If a disk has completely stopped working or has been removed from the machine, EVMS obviously will no longer recognize that disk, and it will not show up as part of the RAID region when running the EVMS user interfaces. However, if the disk is still available in the machine, EVMS will likely be able to recognize that the disk is assigned to the RAID region, but has been removed from any active service by the kernel. This type of disk is referred to as a faulty object.

B.4.1. Removing faulty objects

Faulty objects are no longer usable by the RAID region, and should be removed. You can remove faulty objects with the "remfaulty" plug-in function for both RAID-1 and RAID-4/5. This operation is very similar to removing spare objects. After the object is removed, it will appear in the Available-Objects list in the EVMS user interfaces.

Faulty objects can be removed while the RAID region is active and in use.

B.4.2. Fixing temporarily failed objects

Sometimes a disk can have a temporary problem that causes the disk to be marked faulty and the RAID region to become degraded. For instance, a drive cable can come loose, causing the MD kernel driver to think the disk has disappeared. However, if the cable is plugged back in, the disk should be available for normal use. However, the MD kernel driver and the EVMS MD plug-in will continue to indicate that the disk is a faulty object because the disk might have missed some writes to the RAID region and would therefore be out of sync with the rest of the disks in the region.

In order to correct this situation, the faulty object should be removed from the RAID region (as discussed in the previous section). The object will then show up as an Available-Object.

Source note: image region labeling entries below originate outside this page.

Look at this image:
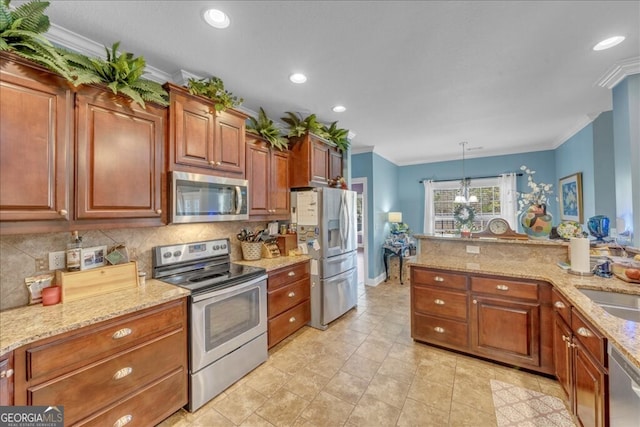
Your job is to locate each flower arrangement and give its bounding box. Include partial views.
[518,165,553,212]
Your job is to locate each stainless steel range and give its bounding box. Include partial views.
[152,239,268,412]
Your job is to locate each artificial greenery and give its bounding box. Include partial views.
[322,122,349,151]
[187,76,244,111]
[247,107,289,150]
[61,42,169,108]
[280,111,328,139]
[0,0,73,81]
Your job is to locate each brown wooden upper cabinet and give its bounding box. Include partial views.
[0,52,73,222]
[165,83,247,178]
[289,133,342,188]
[246,133,290,220]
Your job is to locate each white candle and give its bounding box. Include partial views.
[571,237,591,273]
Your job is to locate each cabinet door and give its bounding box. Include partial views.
[471,295,540,367]
[329,148,342,179]
[76,88,166,219]
[0,54,73,221]
[214,111,245,177]
[553,313,573,405]
[170,92,215,170]
[574,340,607,427]
[270,150,291,218]
[247,141,271,215]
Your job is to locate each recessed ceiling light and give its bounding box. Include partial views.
[289,73,307,84]
[593,36,624,50]
[203,9,231,29]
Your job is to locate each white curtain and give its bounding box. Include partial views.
[499,173,518,230]
[423,180,435,234]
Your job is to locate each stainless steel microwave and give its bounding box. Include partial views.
[171,171,249,224]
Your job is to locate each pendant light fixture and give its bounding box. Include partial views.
[454,141,478,205]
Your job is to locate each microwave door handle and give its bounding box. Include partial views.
[236,185,243,214]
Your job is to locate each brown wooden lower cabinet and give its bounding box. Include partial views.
[553,290,609,427]
[411,266,554,374]
[267,261,311,348]
[15,298,188,425]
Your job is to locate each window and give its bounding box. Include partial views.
[424,174,516,235]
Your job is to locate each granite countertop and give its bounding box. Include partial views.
[409,254,640,368]
[233,255,311,271]
[0,279,189,355]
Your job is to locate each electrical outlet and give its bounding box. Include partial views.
[467,245,480,254]
[49,251,67,271]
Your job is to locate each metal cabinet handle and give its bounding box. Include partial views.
[113,414,133,427]
[113,366,133,380]
[576,327,593,338]
[111,328,132,340]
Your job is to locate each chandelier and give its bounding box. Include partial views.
[454,141,478,205]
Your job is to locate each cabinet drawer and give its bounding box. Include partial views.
[269,300,311,348]
[571,309,607,366]
[77,368,188,427]
[411,267,467,290]
[27,300,186,380]
[27,330,186,424]
[267,261,309,291]
[411,313,469,348]
[471,277,538,301]
[267,278,310,318]
[413,286,467,321]
[551,289,571,325]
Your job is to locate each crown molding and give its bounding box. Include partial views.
[46,24,172,84]
[596,56,640,89]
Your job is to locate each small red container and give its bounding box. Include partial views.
[42,286,60,305]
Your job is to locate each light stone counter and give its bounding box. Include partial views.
[0,279,189,355]
[233,255,311,271]
[409,236,640,368]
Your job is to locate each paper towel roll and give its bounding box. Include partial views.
[570,237,591,273]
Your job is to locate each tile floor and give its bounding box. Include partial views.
[161,281,564,427]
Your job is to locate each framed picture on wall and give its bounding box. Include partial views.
[558,172,583,224]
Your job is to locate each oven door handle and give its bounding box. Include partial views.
[191,274,267,303]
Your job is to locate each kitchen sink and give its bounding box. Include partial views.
[578,289,640,323]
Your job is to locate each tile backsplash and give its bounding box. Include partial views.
[0,222,266,310]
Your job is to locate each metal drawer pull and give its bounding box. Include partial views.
[113,366,133,380]
[576,327,593,337]
[113,415,133,427]
[111,328,132,340]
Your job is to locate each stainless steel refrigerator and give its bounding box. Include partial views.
[291,188,358,330]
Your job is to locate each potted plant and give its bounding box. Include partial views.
[0,0,73,81]
[187,76,244,111]
[61,42,169,108]
[247,107,289,151]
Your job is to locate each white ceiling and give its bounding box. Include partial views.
[33,0,640,165]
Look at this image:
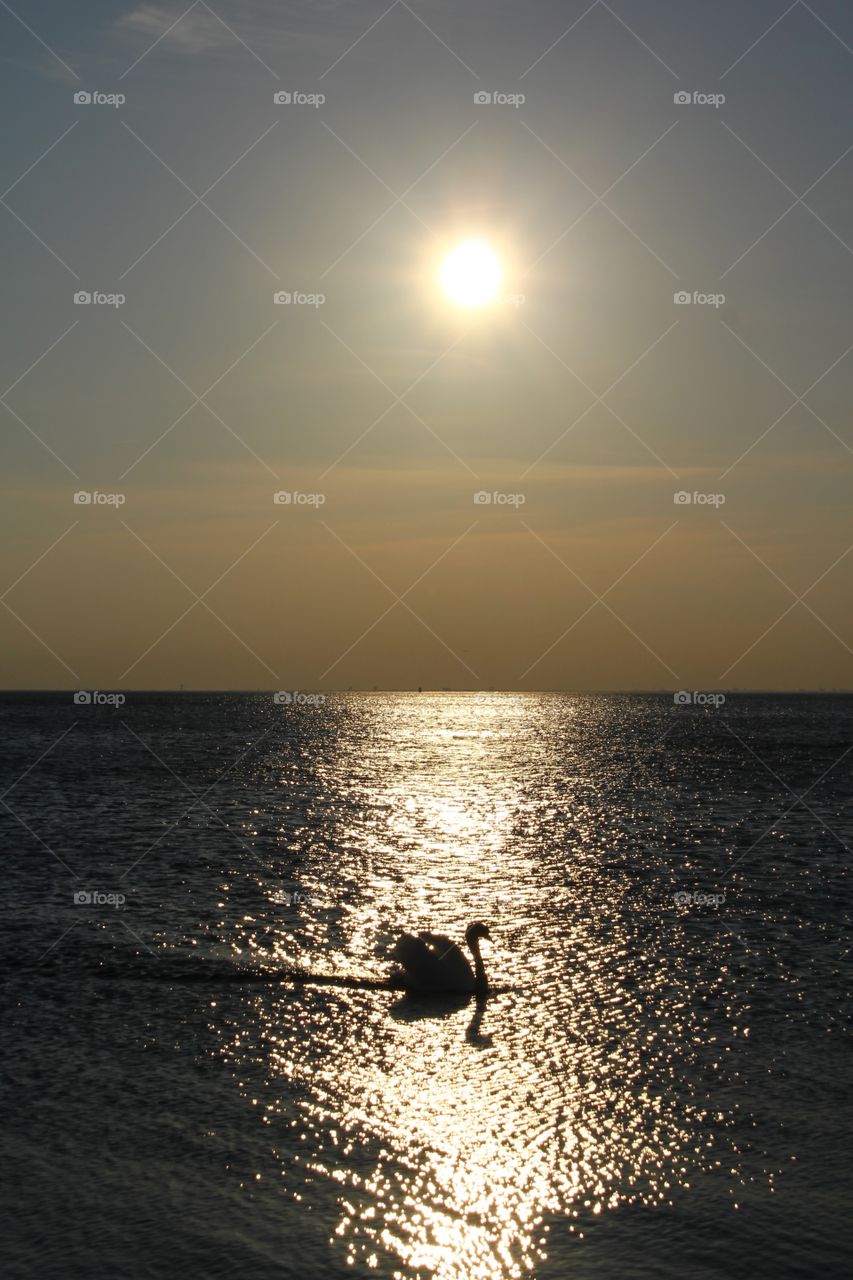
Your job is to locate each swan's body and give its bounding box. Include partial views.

Next, that object should be added back to the RAID region as a spare (as discussed in Section B.3.1. When the changes are saved, the MD kernel driver will activate the spare and sync the data and parity. When the sync is complete, the RAID region will be operating in its original, normal configuration.

This procedure can be accomplished while the RAID region is active and in use.

B.4.3. Marking objects faulty

EVMS provides the ability to manually mark a child of a RAID-1 or RAID-4/5 region as faulty. This has the same effect as if the object had some problem or caused I/O errors. The object will be kicked out from active service in the region, and will then show up as a faulty object in EVMS. It can then be removed from the region as discussed in the previous sections.

There are a variety of reasons why you might want to manually mark an object faulty. One example would be to test failure scenarios to learn how Linux and EVMS deal with the hardware failures. Another example would be that you want to replace one of the current active objects with a different object. To do this, you would add the new object as a spare, then mark the current object faulty (causing the new object to be activated and the data to be resynced), and finally remove the faulty object.

EVMS allows you to mark an object faulty in a RAID-1 region if there are more than one active objects in the region. EVMS allows you to mark an object faulty in a RAID-4/5 region if the region has a spare object.

Use the "markfaulty" plug-in function for both RAID-1 and RAID-4/5. This command can be used while the RAID region is active and in use.